El hombre usó el nombre de Viktor Muller Ferreira y fingió ser brasileño, pero se le negó la entrada cuando llegó a Holanda para trabajar.

Las autoridades señalan que su verdadero nombre es Sergey Vladimirovich Cherkasov y que es un espía del GRU, siglas del servicio de inteligencia militar ruso.

Se dice que el hombre pasó años construyendo una identidad falsa, antes de solicitar una pasantía en la CPI en La Haya.

La agencia de seguridad holandesa, AIVD, dijo que si el espía hubiera tenido éxito en asumir el cargo e infiltrarse en la organización, podría haber causado verdadero daño.

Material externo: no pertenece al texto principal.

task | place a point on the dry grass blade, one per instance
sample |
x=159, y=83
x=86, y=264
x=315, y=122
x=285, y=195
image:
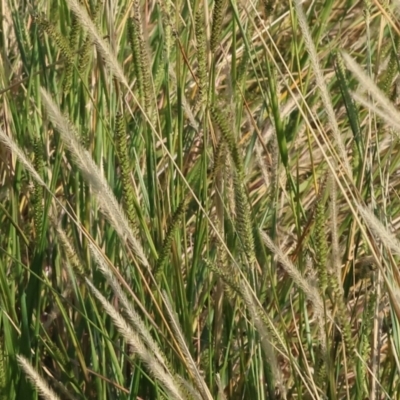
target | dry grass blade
x=102, y=46
x=322, y=84
x=37, y=381
x=155, y=368
x=183, y=347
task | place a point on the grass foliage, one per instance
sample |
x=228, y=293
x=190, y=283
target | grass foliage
x=199, y=200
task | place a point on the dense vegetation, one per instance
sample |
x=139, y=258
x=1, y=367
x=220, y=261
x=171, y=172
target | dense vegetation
x=199, y=200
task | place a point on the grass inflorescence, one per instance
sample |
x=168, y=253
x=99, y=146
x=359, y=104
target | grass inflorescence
x=199, y=200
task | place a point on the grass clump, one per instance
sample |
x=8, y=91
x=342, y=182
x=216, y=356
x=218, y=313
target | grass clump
x=199, y=201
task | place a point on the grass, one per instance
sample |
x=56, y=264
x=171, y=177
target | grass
x=199, y=200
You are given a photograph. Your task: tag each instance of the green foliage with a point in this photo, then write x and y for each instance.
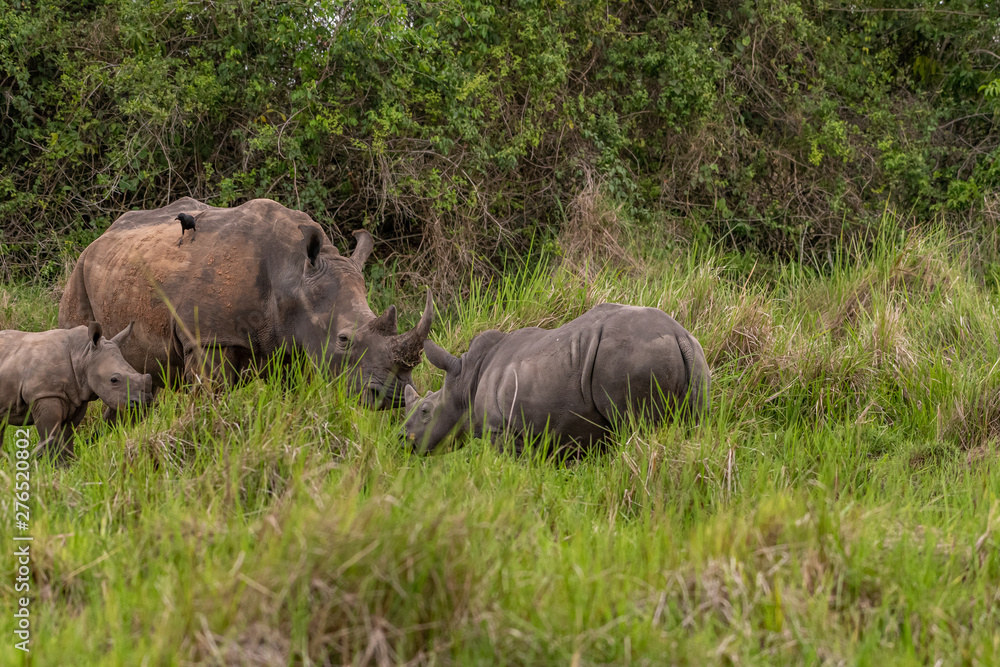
(779, 124)
(839, 504)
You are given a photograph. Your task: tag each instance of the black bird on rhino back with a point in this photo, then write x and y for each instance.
(260, 278)
(577, 381)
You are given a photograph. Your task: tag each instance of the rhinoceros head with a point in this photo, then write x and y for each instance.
(108, 374)
(433, 417)
(370, 350)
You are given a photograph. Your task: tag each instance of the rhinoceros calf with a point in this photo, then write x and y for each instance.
(576, 381)
(257, 278)
(47, 379)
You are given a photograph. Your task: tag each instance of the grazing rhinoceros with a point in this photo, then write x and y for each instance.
(255, 278)
(47, 379)
(576, 381)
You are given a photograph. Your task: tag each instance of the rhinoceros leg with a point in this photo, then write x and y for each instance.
(48, 415)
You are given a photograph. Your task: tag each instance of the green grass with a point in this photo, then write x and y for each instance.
(840, 504)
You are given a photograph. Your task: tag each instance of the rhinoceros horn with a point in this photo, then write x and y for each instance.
(407, 347)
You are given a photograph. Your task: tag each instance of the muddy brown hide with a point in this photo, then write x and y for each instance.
(576, 382)
(47, 379)
(255, 279)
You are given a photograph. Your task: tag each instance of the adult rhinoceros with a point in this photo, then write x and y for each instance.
(576, 382)
(253, 279)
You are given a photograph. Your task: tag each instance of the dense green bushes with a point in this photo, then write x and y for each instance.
(460, 128)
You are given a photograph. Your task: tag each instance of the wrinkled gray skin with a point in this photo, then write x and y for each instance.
(257, 278)
(47, 379)
(577, 381)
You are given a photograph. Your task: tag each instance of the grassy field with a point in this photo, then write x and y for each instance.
(839, 506)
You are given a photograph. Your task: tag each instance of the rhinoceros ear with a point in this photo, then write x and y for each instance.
(410, 397)
(94, 333)
(442, 358)
(313, 242)
(123, 334)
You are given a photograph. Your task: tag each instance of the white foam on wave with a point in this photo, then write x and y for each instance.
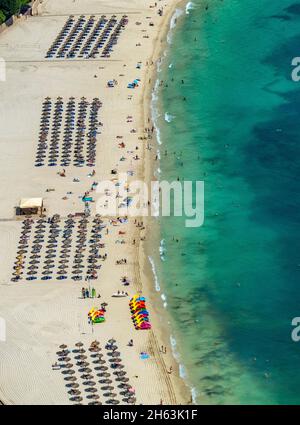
(162, 250)
(157, 286)
(173, 23)
(164, 298)
(182, 369)
(168, 117)
(155, 112)
(188, 7)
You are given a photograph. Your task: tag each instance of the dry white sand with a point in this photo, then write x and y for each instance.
(40, 316)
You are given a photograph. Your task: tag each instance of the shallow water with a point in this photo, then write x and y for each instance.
(232, 285)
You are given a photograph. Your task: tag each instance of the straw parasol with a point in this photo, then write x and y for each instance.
(73, 385)
(91, 390)
(81, 357)
(112, 401)
(89, 383)
(122, 379)
(105, 381)
(103, 374)
(120, 373)
(115, 360)
(107, 388)
(74, 392)
(86, 376)
(86, 369)
(70, 378)
(77, 398)
(103, 368)
(93, 396)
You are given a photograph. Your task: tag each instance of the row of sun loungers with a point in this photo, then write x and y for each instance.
(68, 132)
(95, 376)
(59, 249)
(87, 37)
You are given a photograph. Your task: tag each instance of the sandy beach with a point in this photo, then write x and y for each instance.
(42, 315)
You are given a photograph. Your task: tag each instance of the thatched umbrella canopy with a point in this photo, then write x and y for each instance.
(93, 396)
(77, 398)
(82, 363)
(126, 386)
(107, 388)
(86, 376)
(89, 383)
(103, 368)
(122, 379)
(91, 390)
(99, 361)
(94, 349)
(81, 357)
(105, 381)
(74, 392)
(86, 369)
(112, 401)
(120, 373)
(103, 374)
(115, 360)
(70, 378)
(73, 385)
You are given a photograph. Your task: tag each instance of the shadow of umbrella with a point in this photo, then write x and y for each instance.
(102, 368)
(74, 392)
(76, 398)
(81, 357)
(112, 401)
(103, 375)
(70, 378)
(72, 385)
(120, 373)
(85, 369)
(89, 383)
(68, 372)
(82, 363)
(115, 360)
(93, 396)
(64, 359)
(122, 379)
(114, 354)
(86, 376)
(91, 390)
(105, 381)
(99, 361)
(107, 388)
(110, 394)
(63, 346)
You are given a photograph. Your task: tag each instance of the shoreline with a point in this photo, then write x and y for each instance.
(182, 389)
(170, 388)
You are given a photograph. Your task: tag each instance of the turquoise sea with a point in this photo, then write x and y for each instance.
(232, 286)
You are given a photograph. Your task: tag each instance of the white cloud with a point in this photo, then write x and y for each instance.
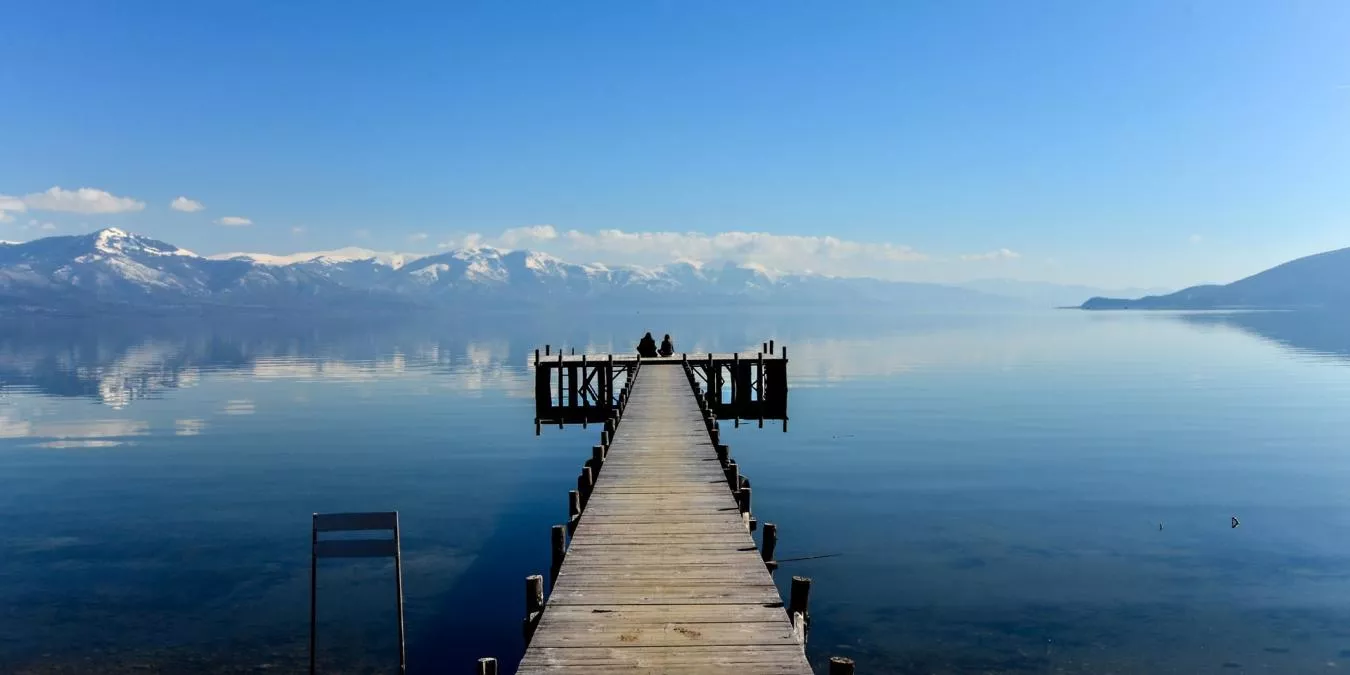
(84, 200)
(11, 205)
(186, 205)
(524, 235)
(780, 253)
(1001, 254)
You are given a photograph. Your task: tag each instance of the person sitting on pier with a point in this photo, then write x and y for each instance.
(647, 346)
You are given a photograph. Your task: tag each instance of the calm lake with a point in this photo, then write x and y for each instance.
(1037, 493)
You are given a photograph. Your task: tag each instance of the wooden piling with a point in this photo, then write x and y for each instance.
(770, 542)
(533, 604)
(559, 551)
(841, 666)
(799, 597)
(583, 483)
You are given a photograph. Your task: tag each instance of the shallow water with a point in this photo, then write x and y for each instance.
(1019, 493)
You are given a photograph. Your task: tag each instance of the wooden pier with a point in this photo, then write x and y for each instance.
(656, 570)
(579, 389)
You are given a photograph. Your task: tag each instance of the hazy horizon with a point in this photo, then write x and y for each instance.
(1148, 145)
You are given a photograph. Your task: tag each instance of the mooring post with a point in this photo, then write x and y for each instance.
(770, 542)
(574, 509)
(841, 666)
(559, 550)
(533, 604)
(583, 485)
(799, 597)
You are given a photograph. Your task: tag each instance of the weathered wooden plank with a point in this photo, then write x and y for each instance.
(662, 574)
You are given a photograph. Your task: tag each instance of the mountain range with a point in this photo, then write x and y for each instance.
(1319, 281)
(116, 269)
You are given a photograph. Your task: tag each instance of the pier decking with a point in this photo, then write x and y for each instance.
(660, 573)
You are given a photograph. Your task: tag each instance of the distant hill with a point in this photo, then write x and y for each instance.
(114, 269)
(1319, 281)
(1045, 294)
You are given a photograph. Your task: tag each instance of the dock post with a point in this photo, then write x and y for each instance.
(583, 483)
(533, 604)
(799, 597)
(559, 550)
(770, 543)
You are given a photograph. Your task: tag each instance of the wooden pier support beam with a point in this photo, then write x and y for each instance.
(799, 597)
(770, 542)
(533, 604)
(559, 551)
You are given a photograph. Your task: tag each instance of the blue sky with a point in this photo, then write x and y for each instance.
(1149, 142)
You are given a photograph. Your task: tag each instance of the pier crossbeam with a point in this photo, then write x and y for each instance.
(662, 574)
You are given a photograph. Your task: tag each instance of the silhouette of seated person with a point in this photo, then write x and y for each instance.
(647, 346)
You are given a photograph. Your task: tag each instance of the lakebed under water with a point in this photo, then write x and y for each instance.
(1007, 493)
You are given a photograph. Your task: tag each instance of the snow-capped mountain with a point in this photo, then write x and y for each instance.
(112, 266)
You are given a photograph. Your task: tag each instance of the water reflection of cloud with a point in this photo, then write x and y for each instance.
(12, 427)
(64, 444)
(188, 427)
(239, 407)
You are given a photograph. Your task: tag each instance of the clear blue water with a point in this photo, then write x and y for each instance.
(990, 488)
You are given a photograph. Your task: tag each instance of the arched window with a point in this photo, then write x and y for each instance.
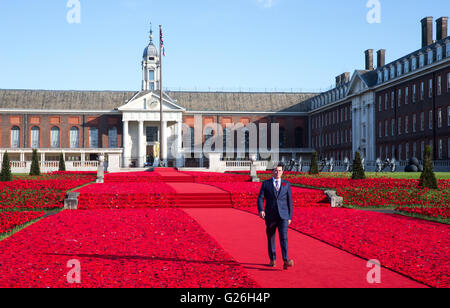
(35, 137)
(15, 137)
(54, 137)
(74, 138)
(93, 137)
(112, 137)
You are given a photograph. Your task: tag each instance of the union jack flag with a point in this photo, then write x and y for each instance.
(162, 41)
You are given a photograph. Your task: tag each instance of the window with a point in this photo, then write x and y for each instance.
(422, 121)
(422, 90)
(422, 60)
(430, 88)
(15, 137)
(430, 119)
(112, 137)
(35, 137)
(93, 137)
(392, 99)
(439, 53)
(448, 83)
(430, 56)
(55, 137)
(406, 125)
(414, 64)
(74, 138)
(406, 95)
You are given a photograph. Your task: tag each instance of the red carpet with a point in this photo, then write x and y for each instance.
(190, 195)
(170, 175)
(317, 265)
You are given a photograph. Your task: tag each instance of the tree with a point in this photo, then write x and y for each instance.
(62, 164)
(358, 170)
(428, 178)
(314, 165)
(6, 175)
(35, 170)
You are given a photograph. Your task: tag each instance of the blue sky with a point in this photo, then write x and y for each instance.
(230, 44)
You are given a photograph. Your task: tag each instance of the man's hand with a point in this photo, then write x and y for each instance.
(262, 215)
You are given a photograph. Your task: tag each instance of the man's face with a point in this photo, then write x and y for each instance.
(278, 173)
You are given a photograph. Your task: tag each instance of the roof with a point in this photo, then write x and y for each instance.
(191, 101)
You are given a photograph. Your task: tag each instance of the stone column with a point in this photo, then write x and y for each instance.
(179, 132)
(141, 145)
(164, 142)
(126, 145)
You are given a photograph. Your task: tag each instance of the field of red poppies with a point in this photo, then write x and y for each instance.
(416, 248)
(156, 248)
(46, 192)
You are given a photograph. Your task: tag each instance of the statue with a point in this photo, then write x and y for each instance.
(156, 162)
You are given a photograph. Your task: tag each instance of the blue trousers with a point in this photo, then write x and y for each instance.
(283, 227)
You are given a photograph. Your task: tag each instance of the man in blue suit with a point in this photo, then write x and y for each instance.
(278, 214)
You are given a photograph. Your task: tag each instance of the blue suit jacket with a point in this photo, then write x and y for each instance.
(276, 201)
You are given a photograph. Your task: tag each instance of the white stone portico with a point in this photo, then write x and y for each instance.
(141, 124)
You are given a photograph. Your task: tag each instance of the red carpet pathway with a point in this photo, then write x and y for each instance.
(190, 195)
(317, 265)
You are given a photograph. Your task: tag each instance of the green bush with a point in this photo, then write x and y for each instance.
(35, 170)
(358, 170)
(6, 175)
(314, 165)
(428, 178)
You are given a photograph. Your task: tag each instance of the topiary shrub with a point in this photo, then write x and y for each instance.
(6, 175)
(428, 178)
(314, 165)
(358, 170)
(35, 170)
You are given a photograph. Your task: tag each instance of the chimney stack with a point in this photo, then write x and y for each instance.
(381, 57)
(369, 59)
(427, 31)
(441, 28)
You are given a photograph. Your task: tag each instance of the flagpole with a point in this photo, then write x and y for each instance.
(160, 94)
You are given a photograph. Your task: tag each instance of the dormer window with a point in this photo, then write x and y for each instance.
(439, 53)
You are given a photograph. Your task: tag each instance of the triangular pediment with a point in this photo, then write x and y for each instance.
(150, 102)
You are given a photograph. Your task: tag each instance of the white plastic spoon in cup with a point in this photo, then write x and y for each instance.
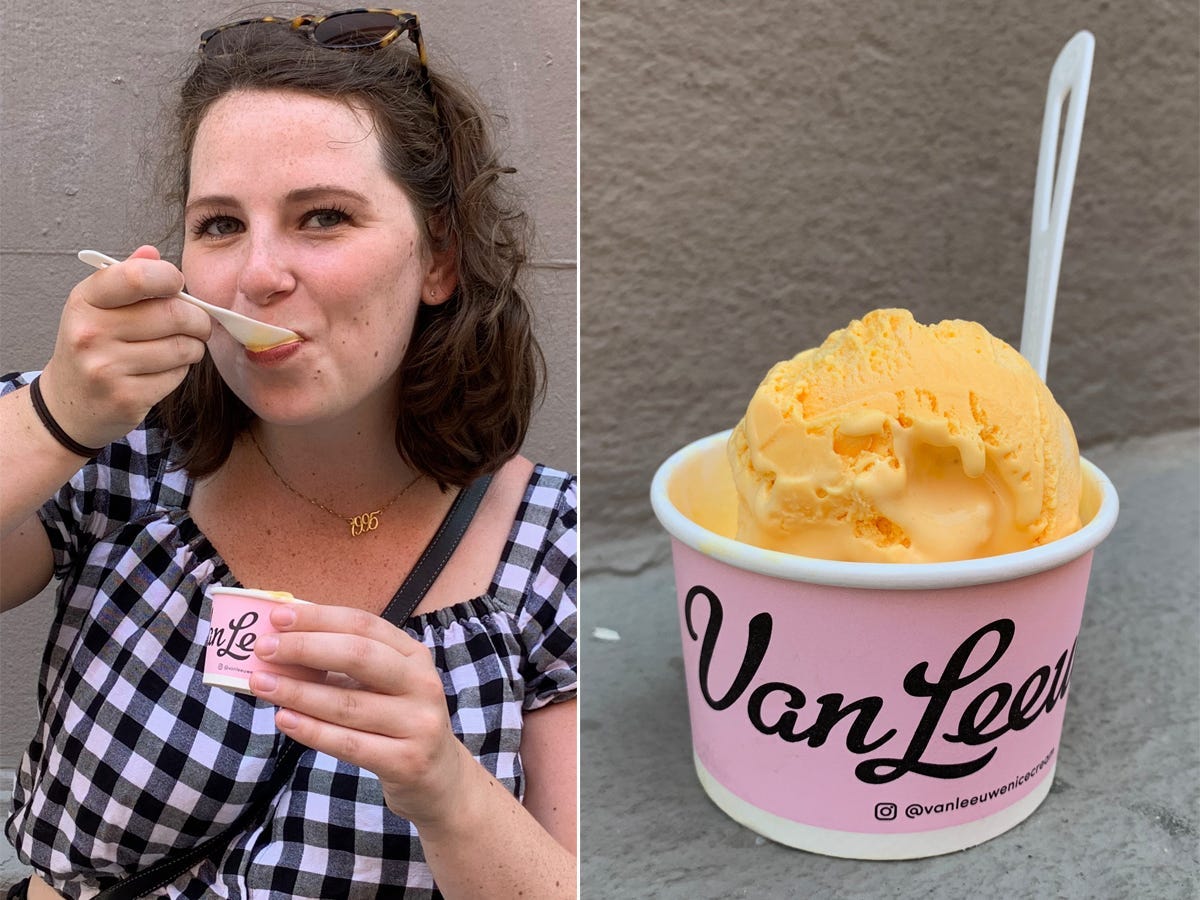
(252, 334)
(1051, 193)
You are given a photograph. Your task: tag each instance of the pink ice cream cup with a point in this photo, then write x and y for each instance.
(871, 711)
(240, 617)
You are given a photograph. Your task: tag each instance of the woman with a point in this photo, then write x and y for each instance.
(331, 185)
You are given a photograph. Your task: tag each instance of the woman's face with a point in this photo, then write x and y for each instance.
(292, 220)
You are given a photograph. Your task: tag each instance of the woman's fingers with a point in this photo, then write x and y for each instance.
(373, 664)
(294, 618)
(130, 281)
(347, 707)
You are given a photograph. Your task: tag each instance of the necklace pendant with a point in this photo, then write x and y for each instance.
(364, 523)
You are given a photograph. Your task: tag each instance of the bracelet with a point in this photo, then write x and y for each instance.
(43, 413)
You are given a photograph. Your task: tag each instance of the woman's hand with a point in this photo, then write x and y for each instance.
(382, 707)
(124, 343)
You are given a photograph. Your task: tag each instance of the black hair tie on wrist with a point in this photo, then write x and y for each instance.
(43, 413)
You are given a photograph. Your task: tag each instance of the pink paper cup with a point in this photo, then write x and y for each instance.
(871, 711)
(240, 617)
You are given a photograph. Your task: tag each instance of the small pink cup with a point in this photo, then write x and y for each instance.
(240, 617)
(871, 711)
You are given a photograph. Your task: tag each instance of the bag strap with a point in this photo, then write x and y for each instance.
(437, 553)
(430, 564)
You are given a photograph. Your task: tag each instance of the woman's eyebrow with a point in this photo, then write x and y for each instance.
(299, 195)
(318, 191)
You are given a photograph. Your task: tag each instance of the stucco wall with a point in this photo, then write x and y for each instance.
(81, 89)
(756, 175)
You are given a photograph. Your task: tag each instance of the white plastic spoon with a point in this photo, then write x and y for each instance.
(1069, 78)
(252, 334)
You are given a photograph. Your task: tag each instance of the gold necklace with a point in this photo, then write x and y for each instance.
(360, 523)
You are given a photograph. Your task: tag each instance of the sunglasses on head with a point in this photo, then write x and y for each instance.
(346, 30)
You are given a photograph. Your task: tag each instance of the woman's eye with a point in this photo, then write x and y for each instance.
(217, 227)
(325, 219)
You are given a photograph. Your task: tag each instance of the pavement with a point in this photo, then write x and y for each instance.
(1121, 820)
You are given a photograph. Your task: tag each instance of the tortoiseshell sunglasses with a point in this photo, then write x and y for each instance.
(366, 29)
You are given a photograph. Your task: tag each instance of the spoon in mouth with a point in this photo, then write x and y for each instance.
(255, 335)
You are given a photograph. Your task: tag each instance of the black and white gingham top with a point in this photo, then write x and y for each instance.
(135, 757)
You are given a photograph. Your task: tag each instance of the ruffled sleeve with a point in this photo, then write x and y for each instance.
(105, 491)
(546, 619)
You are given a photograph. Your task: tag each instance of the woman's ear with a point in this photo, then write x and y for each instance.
(442, 277)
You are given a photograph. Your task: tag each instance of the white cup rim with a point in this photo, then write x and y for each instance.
(886, 576)
(257, 594)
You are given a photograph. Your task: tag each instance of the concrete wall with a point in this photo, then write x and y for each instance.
(81, 88)
(756, 175)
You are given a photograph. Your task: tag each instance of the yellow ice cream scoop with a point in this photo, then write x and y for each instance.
(907, 443)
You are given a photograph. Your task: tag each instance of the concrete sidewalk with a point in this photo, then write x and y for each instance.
(1121, 820)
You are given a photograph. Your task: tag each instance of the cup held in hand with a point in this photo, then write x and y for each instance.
(871, 711)
(240, 617)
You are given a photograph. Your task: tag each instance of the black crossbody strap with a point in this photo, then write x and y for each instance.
(419, 581)
(437, 553)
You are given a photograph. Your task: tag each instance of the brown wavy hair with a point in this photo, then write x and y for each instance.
(473, 369)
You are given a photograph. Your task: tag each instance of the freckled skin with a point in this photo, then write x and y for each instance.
(325, 263)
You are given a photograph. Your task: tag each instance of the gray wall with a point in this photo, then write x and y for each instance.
(756, 175)
(79, 91)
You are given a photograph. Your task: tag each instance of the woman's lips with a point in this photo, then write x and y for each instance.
(274, 354)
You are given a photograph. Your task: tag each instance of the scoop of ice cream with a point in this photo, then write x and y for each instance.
(906, 443)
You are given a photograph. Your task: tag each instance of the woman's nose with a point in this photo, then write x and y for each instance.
(265, 275)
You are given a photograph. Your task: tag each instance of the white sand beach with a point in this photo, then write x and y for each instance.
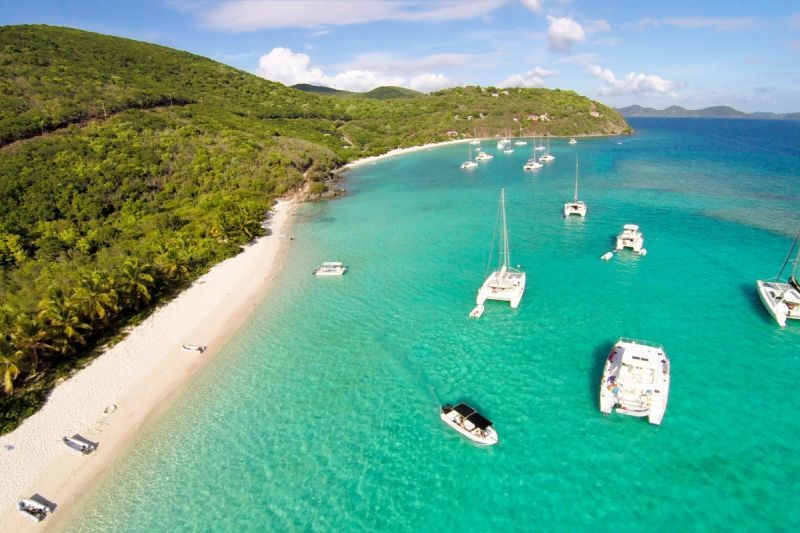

«La amenaza que representa este oficial de inteligencia se considera potencialmente muy alta», afirmó AIVD en un comunicado.

Para quienes lo conocían, Viktor Muller Ferreira era un brasileño interesado en asuntos internacionales. Pero en realidad, aseguró el AIVD, era un tipo particular de espía ruso conocido como «ilegal».

La inteligencia rusa usa ese término para diferenciar a esos oficiales de los espías «legales» que se hacen pasar por diplomáticos encubiertos.